Dialogue: Nothing positive happens within any group of people, from family scale, all the way up to society and the collective without dialogue. One trick is to look at any relationship as the third child in the room. All parties have a responsibility to that child and their own particular connection with it. Central to its’ thriving is the question, “What needs are not being met?” It’s as simple as that; parsing realms such as safety, peace, health, and love. My opinion is that if you’re bringing God into the mix, and abdicating the ability for your own soul to make decisions, well this is where we are in the Middle East. The whole region should be ashamed for letting it come to this through terrible leadership; that even one child died is unforgiveable.
 
Of course, the other element, demonstrated by Putin’s war has nothing to do with God, or a soul, but instead an inflated ego. Here, if you think parenting isn’t important, consider the mystery around ‘ Putin's Mother.’ Don’t get me started on Trump.

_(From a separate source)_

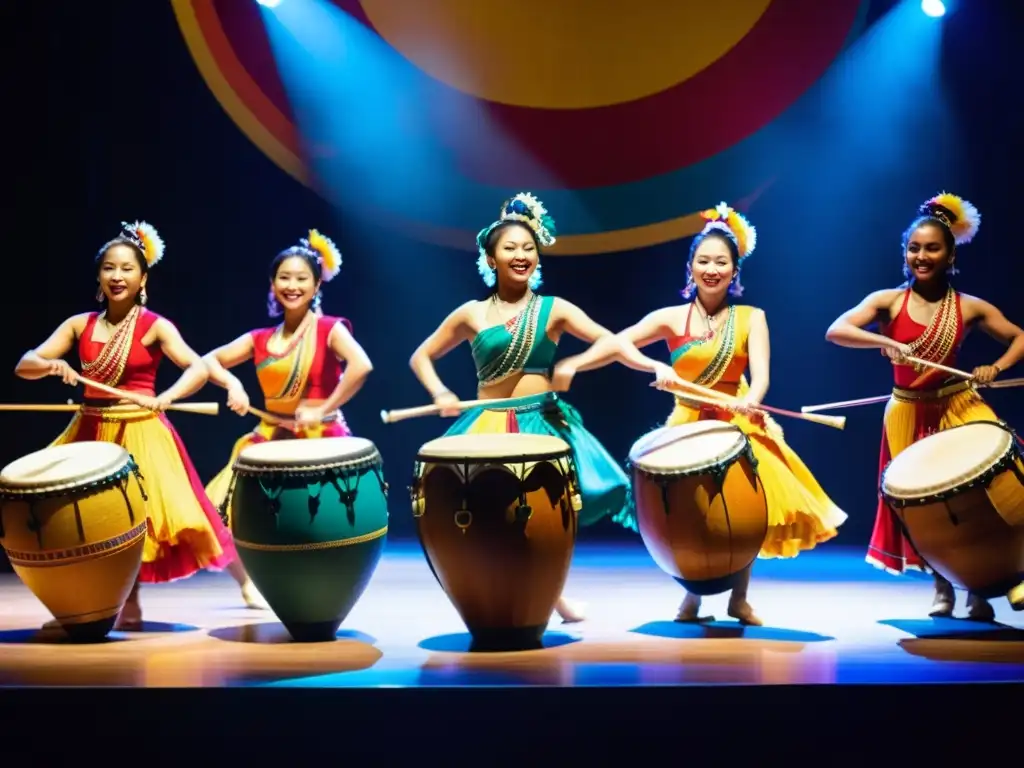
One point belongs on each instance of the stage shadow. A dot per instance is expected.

Plato said that philosopher kings are the only people that can be trusted to rule with complete dedication to the common good. This makes complete sense to me, worrisome as I don’t see any wise philosophers in positions of power now. I do see dangerous protests far from the Middle East war zone, by emotionally adolescent men, targeting people not involved. I don’t hear any wise voice decrying this and readying a framework for peace.
 
Carl Jung, the Swiss psychiatrist and psychoanalyst, objected to the way the dogma of religion got in the way of the religious experience. To me, it is just this–the ability for one person to be present, heart open to himself and another for nothing other than soul’s sake, because we are on this planet together. The moment when you might realize that the story does not serve you and you can free yourself from it, then you are awake not only to yourself, but to the broader loving universe, to what matters. The planet is a Shangri la that we are killing. Once we stop justifying our abominable, arrogant behaviour, we might still have a chance but someone special is going to have to step up. I wish I had more hope than I do.
 
This is no fun. I’d rather write about my fabulous focaccia recipe, but I can’t look away from the global mess.